آمَنَ الرَّسُولُ بِمَا أُنزِلَ إِلَيْهِ مِن رَّبِّهِ وَالْمُؤْمِنُونَ كُلٌّ آمَنَ بِاللّهِ وَمَلآئِكَتِهِ وَكُتُبِهِ وَرُسُلِهِ لاَ نُفَرِّقُ بَيْنَ أَحَدٍ مِّن رُّسُلِهِ وَقَالُواْ سَمِعْنَا وَأَطَعْنَا غُفْرَانَكَ رَبَّنَا وَإِلَيْكَ الْمَصِيرُ

 

لاَ يُكَلِّفُ اللّهُ نَفْسًا إِلاَّ وُسْعَهَا لَهَا مَا كَسَبَتْ وَعَلَيْهَا مَا اكْتَسَبَتْ رَبَّنَا لاَ تُؤَاخِذْنَا إِن نَّسِينَا أَوْ أَخْطَأْنَا رَبَّنَا وَلاَ تَحْمِلْ عَلَيْنَا إِصْرًا كَمَا حَمَلْتَهُ عَلَى الَّذِينَ مِن قَبْلِنَا رَبَّنَا وَلاَ تُحَمِّلْنَا مَا لاَ طَاقَةَ لَنَا بِهِ وَاعْفُ عَنَّا وَاغْفِرْ لَنَا وَارْحَمْنَآ أَنتَ مَوْلاَنَا فَانصُرْنَا عَلَى الْقَوْمِ الْكَافِرِينَ

 “Peygamber, Rabbinden kendisine indirilene iman etti, mü’minler de (iman ettiler).

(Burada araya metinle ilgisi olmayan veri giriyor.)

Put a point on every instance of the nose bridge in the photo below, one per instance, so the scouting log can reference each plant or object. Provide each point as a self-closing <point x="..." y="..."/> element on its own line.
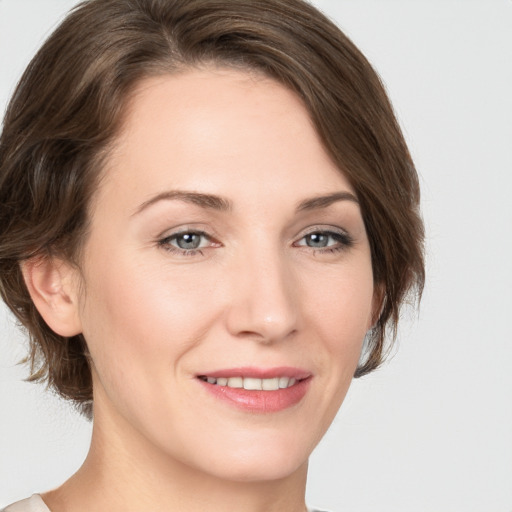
<point x="264" y="295"/>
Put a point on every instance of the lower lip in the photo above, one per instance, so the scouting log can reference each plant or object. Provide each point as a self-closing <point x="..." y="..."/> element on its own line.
<point x="260" y="401"/>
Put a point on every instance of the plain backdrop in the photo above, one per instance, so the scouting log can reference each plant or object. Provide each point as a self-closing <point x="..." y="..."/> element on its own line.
<point x="432" y="430"/>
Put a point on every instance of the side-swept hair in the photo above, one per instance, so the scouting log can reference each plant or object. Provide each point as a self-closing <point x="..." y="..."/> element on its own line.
<point x="67" y="109"/>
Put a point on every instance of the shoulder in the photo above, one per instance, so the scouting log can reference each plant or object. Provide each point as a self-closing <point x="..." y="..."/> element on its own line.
<point x="32" y="504"/>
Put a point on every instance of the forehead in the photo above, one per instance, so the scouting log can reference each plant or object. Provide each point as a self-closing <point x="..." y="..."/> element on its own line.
<point x="219" y="131"/>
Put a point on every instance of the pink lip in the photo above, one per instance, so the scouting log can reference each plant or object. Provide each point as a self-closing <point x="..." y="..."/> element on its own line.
<point x="257" y="401"/>
<point x="260" y="373"/>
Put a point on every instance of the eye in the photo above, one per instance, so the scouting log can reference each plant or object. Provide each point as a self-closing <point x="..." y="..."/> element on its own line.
<point x="186" y="242"/>
<point x="325" y="240"/>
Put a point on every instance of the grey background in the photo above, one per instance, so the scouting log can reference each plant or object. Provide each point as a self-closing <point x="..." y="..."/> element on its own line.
<point x="432" y="430"/>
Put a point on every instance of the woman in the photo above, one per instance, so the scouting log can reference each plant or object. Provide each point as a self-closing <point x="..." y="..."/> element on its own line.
<point x="206" y="208"/>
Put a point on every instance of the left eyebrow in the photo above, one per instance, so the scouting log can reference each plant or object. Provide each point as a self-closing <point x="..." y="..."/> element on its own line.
<point x="325" y="201"/>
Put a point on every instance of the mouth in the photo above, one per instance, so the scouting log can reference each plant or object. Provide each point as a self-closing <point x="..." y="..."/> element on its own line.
<point x="252" y="383"/>
<point x="256" y="390"/>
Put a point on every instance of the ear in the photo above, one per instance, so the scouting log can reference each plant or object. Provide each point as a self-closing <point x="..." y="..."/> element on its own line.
<point x="53" y="286"/>
<point x="379" y="292"/>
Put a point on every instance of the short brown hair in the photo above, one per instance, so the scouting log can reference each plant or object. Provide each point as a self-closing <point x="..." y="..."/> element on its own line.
<point x="68" y="108"/>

Her biri; Allah’a, meleklerine, kitaplarına ve peygamberlerine iman ettiler ve şöyle dediler: “Onun peygamberlerinden hiçbirini (diğerinden) ayırt etmeyiz.” Şöyle de dediler: “İşittik ve itaat ettik. Ey Rabbimiz! Senden bağışlama dileriz. Sonunda dönüş yalnız sanadır. Allah bir kimseyi ancak gücünün yettiği şeyle yükümlü kılar. Onun kazandığı iyilik kendi yararına, kötülük de kendi zararınadır. (Şöyle diyerek dua ediniz): “Ey Rabbimiz! Unutur, ya da yanılırsak bizi sorumlu tutma! Ey Rabbimiz! Bize, bizden öncekilere yüklediğin gibi ağır yük yükleme. Ey Rabbimiz! Bize gücümüzün yetmediği şeyleri yükleme! Bizi affet, bizi bağışla, bize acı! Sen bizim Mevlâmızsın. Kâfirler topluluğuna karşı bize yardım et.”[4]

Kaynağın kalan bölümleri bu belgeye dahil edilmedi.